Kurulan Federasyon belli şahıslar tarafından atanan bir federasyondu. Siz Türk futboluna yön vermek istiyorsanız atamayla değil, kendi gücünüzle oraya geleceksiniz. Türk futbolunun kaosa girmesinin sebebi de bu. Kendi gücünüzle başkan olamadığınız zaman o başkanlık koltuğunu kullanamazsınız. Çünkü bu yerler liderlik vasfı isteyen yerler. Eğer o vasfınız yoksa liderlik yapamazsınız. Rahmetli babam çocukluğumdan beri şunu tavsiye etmiştir bana; “Oğlum hiçbir zaman sürü olma, bir tane koyunun dahi olsa onun çobanı ol.” Eğer biri sizi oraya atayıp “Liderlik yap” diyorsa ve sizde de o vasıf yoksa, orada hem kendinizi hem de kurumunuzu mahvedersiniz.
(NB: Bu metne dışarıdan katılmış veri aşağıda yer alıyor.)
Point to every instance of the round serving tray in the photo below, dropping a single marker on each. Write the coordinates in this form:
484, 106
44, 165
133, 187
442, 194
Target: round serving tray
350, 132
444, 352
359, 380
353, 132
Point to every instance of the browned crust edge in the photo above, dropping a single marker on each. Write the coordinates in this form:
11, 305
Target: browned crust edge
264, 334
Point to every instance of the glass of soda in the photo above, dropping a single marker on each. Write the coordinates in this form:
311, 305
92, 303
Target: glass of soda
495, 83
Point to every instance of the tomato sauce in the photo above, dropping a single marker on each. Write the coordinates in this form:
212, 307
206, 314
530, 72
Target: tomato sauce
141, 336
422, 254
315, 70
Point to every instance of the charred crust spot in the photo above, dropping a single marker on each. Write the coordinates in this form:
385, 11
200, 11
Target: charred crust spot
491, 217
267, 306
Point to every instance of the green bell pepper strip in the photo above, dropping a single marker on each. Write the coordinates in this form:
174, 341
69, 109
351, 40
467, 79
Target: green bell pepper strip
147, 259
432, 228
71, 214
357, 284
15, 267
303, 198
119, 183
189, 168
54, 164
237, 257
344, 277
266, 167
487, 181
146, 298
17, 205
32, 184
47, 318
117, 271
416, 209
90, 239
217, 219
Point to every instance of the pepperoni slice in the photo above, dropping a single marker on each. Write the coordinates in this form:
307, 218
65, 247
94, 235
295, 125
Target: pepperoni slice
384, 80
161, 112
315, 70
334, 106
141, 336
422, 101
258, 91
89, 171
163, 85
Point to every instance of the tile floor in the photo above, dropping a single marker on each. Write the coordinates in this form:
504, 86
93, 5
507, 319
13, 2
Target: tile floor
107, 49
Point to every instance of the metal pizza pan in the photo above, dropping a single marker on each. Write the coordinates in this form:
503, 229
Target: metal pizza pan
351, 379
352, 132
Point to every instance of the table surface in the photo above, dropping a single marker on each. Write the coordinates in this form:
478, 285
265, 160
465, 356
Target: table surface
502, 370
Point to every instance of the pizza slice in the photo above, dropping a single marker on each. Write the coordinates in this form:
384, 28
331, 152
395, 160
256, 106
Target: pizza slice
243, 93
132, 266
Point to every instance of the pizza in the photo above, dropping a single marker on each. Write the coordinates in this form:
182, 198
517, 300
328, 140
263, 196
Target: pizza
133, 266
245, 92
Sürüden de beter olursunuz. Çünkü insanlar sizi alıyor buraya koyuyor ve size Lidersiniz” diyor ama yönetim kurulunuzdaki insanlar sizi kullanıyor. Bu sürüden de daha beter bir durum. Çünkü ortada sizin kişiliğiniz de kalmıyor. Bu yapının Türk futboluna ne verdiğini gördük. Özerklikten bu yana ilk defa bir federasyonun “Hep filanca takımın lehine kararlar veriliyor” diyerek kendi kendini lağveden bir federasyon yönetimi gördük. Tarihimizde başka bir örneği yok. Aynı federasyonun icraatlarına bakın. Bu federasyon hem sportif hem de ahlaki manada Türklüğümüze yakışmayacak derecede çöküntüye uğradı. Bunu üzüntü ile yaşadık. O yapı bozuldu sonra.

SEÇİME GİDELİM, YİNE ULUSOY’U SEÇELİM!

İki kez Kulüpler Birliği toplantısına katıldınız, neler dikkatinizi çekti?
O toplantıya Başkan’la birlikte katıldım. İnanır mısınız, orada duyduklarıma inanamadım. Herkes bir ağızdan şunu söylüyor, “Biz Haluk Ulusoy federasyonundan memnunuz. Haluk Ulusoy dursun ama Sayın Bakanımız da seçim istiyor, onu da küstürmeyelim, seçim kararı alalım. Seçime gidelim ama orada da hep beraber Haluk Ulusoy’u destekleyelim, Ondan sonra da Haluk Ulusoy’la Sayın Bakanımızı barıştıralım. Bu kulüplerin ortak görüşü. Başta bunu söyleyen Rizespor’un Başkanı Ekrem Cengiz. Ben de dedim ki, “O zaman kaos ve seçim yaşamaya ne gerek var? Nasıl olsa şimdiki başkanı tekrar seçmeyecek miyiz? Ulusoy’u Bakan’la şimdi barıştıralım.” Seçime gerek yok kararı çıktı ve ayrıldık. Yapılan oylamada Özhan Canaydın görüş belirtmedi. 9 devam, 7 seçim kararı çıktı.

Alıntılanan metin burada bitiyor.